- Thread starter
- #21
Toro, I have seen many a graph claiming that such employment has risen sharply, and now hovers around 50%. Are the authors of such graphs just flat out lying?
![]()
![]()
Two things about those graphs. First, they are near the bottom of the recession. The private sector always sheds more jobs during a recession and hires more during a recovery. Thus, there's some data mining in those graphs. If you did the same graph for the end of 2006, it would look dramatically different.
Second, its disingenuous. Why only measure construction and manufacturing jobs? Both are minorities in the broad economy. The private service sector is much greater. Manufacturing jobs have been steadily declining for years, and construction jobs have undergone one of the biggest booms and busts of all time.

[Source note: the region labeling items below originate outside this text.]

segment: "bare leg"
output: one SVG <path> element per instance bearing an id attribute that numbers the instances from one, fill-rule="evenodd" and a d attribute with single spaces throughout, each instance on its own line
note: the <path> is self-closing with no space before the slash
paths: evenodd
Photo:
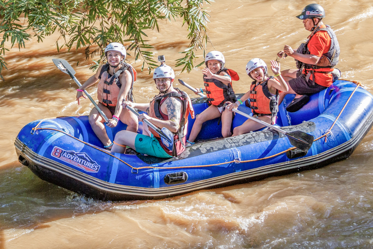
<path id="1" fill-rule="evenodd" d="M 107 117 L 111 117 L 111 113 L 107 108 L 100 103 L 99 103 L 98 106 Z M 91 110 L 88 118 L 92 129 L 100 141 L 102 142 L 104 146 L 110 145 L 111 143 L 111 141 L 107 136 L 105 125 L 103 124 L 105 120 L 101 117 L 96 108 L 93 108 Z"/>
<path id="2" fill-rule="evenodd" d="M 227 138 L 232 136 L 231 126 L 233 113 L 225 109 L 221 113 L 221 134 L 223 138 Z"/>
<path id="3" fill-rule="evenodd" d="M 298 94 L 295 91 L 294 91 L 294 90 L 292 89 L 291 87 L 289 85 L 289 80 L 291 80 L 291 79 L 295 79 L 297 77 L 297 71 L 298 70 L 296 69 L 287 69 L 286 70 L 284 70 L 283 71 L 281 71 L 281 75 L 282 75 L 282 77 L 284 78 L 284 79 L 286 81 L 286 84 L 288 84 L 288 86 L 289 88 L 289 90 L 285 92 L 281 92 L 280 93 L 280 97 L 279 98 L 279 102 L 278 104 L 279 105 L 281 104 L 282 102 L 282 101 L 284 100 L 284 98 L 285 98 L 285 95 L 287 94 L 295 94 L 295 97 L 294 98 L 297 99 L 298 98 L 300 98 L 303 95 L 301 95 L 300 94 Z"/>
<path id="4" fill-rule="evenodd" d="M 137 133 L 128 130 L 119 131 L 115 135 L 114 142 L 116 143 L 113 145 L 111 152 L 118 153 L 124 153 L 126 152 L 126 146 L 131 147 L 134 149 L 135 147 L 135 142 Z M 117 144 L 120 144 L 119 145 Z"/>
<path id="5" fill-rule="evenodd" d="M 265 122 L 268 124 L 271 124 L 271 119 L 268 117 L 259 117 L 258 119 Z M 239 126 L 237 126 L 233 129 L 233 136 L 238 136 L 238 135 L 244 134 L 250 132 L 250 131 L 255 131 L 265 127 L 257 122 L 253 120 L 248 119 L 245 121 Z"/>
<path id="6" fill-rule="evenodd" d="M 203 111 L 197 116 L 196 121 L 193 125 L 190 135 L 189 135 L 189 141 L 194 142 L 198 134 L 202 128 L 202 124 L 208 120 L 219 118 L 220 116 L 220 112 L 218 107 L 215 106 L 210 106 L 207 109 Z"/>
<path id="7" fill-rule="evenodd" d="M 123 109 L 119 117 L 121 122 L 127 125 L 126 130 L 137 132 L 138 119 L 136 115 L 127 109 Z"/>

There is a stale debate that periodically pops up here about Bush and Obama regarding job growth. Those pimping Bush fail to realize that by some estimates, roughly half of all jobs created under Bush were directly or indirectly related to the construction and mortgage finance industries. Both were huge beneficiaries of one of the biggest bubbles of all time. With the Housing Bubble, job growth would have been nowhere near as strong under Bush. Now, that's definitely not Bush's fault. But its also not right (mostly) to blame Obama for this mess. Its a joke to hear people try to explain that the stimulus and Obamacare are keeping unemployment high. I'm sure that is true to a small extent, but a third of the 8 million jobs lost in this recession are related to the collapse of the Housing Bubble, and its probably about half if you include the jobs lost due to the multiplier affect. WTF is the administration supposed to do? Inflate another housing bubble? Tax cuts are going to bring back jobs lost forever because of the collapse of one of the biggest bubbles of all time? Are you kidding me? What are these people smoking? Half the jobs during the last expansion were due to the Housing Bubble and half the jobs lost were due to the collapse. That's Obama's fault? That's Bush's fault? People are clueless. There are deeper structural problems in this country. We'll work through them, but the cacophony is tiresome.